In Taiwan, where he was absolute ruler from 1949 to his death in 1975, his reputation has declined as people speak in public about his ruthless suppression of dissent, his secret police and his wayward private life. But, as his star wanes in Taiwan, so it rises on the mainland. As Beijing watches with alarm the rise of the independence movement on the island, the more it promotes Chiang as a symbol, if flawed, of national unity.
Tomorrow, in Beijing, President Jiang Zemin is due to meet Koo Chen-fu, chairman of the Straits Exchange Foundation of Taiwan, the first high-level meeting between the two sides since 1993 and part of Beijing's efforts to hold official bilateral talks.
The history of Chiang's ancestral home reflects the changing requirements of the Communist Party in its 70-year war with the Nationalist government he used to head.
For the first 35 years of communist rule, the house, one of the most comfortable in Xikou, a small town in the east of Zhejiang province, was occupied by local officials. Anyone who came expressing an interest in Chiang's history was told there was nothing to see and ran the risk of being labelled a sympathiser with the reviled Nationalists.
Chiang was a 'traitor' and 'counter-revolutionary'. Red Guards destroyed his belongings, images and photographs of him were banned. In the 1980s, the line began to change. Beijing saw how democratisation in Taiwan led to rising calls for independence, in part because of anger at Chiang's terror campaigns and the privileges enjoyed by the mainlanders he had brought with him to Taiwan.
The time had come for a softer, more persuasive line.
In Xikou, the birthplace of Chiang and his son and successor, Chiang Ching-kuo, Beijing had an important propaganda tool, as well as an excellent commercial opportunity. In 1986 it ordered the homes of the Chiang family restored and put the town firmly on the tourism map.
Visitors can see the house where Chiang lived as a child and which he later enlarged to 40 rooms, the homes he built for his son and fourth wife Song Mei-ling next to the river that runs through the town, the shop where his father sold salt and his mountain villa.
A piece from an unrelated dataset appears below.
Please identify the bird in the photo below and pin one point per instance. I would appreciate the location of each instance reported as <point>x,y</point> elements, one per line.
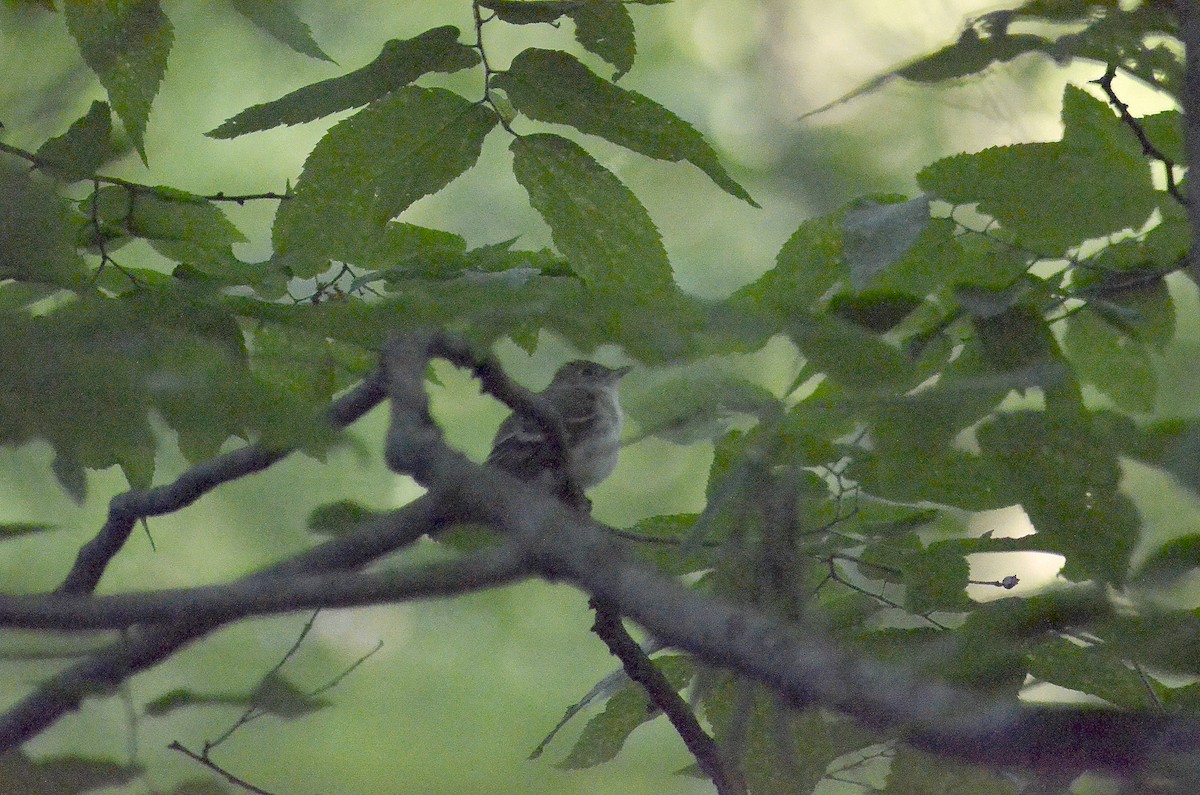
<point>585,393</point>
His mother's grave, on top of another mountain, is another popular spot.
'Chiang was on balance a bad man,' said one local official. 'About 80 to 90 per cent bad and 10 to 20 per cent good. But we must recognise the good things he did. He agreed to a unified front against the Japanese and, until his dying day, he supported a single China. Such people are harder and harder to find in Taiwan.
'In the Cultural Revolution, we used to say a person was bad or good. That is too simple. We have to take the historical background into account,' he said.
The new line is reflected in the respect with which the guide refers to Chiang and his family members, calling them 'Mister' or 'Madame'.
According to the guide, the longest time Chiang spent at the villa he built for himself in 1930 was the first four months of 1949, when he took the momentous decision to flee to Taiwan from the mainland, to which he always planned to return but never did.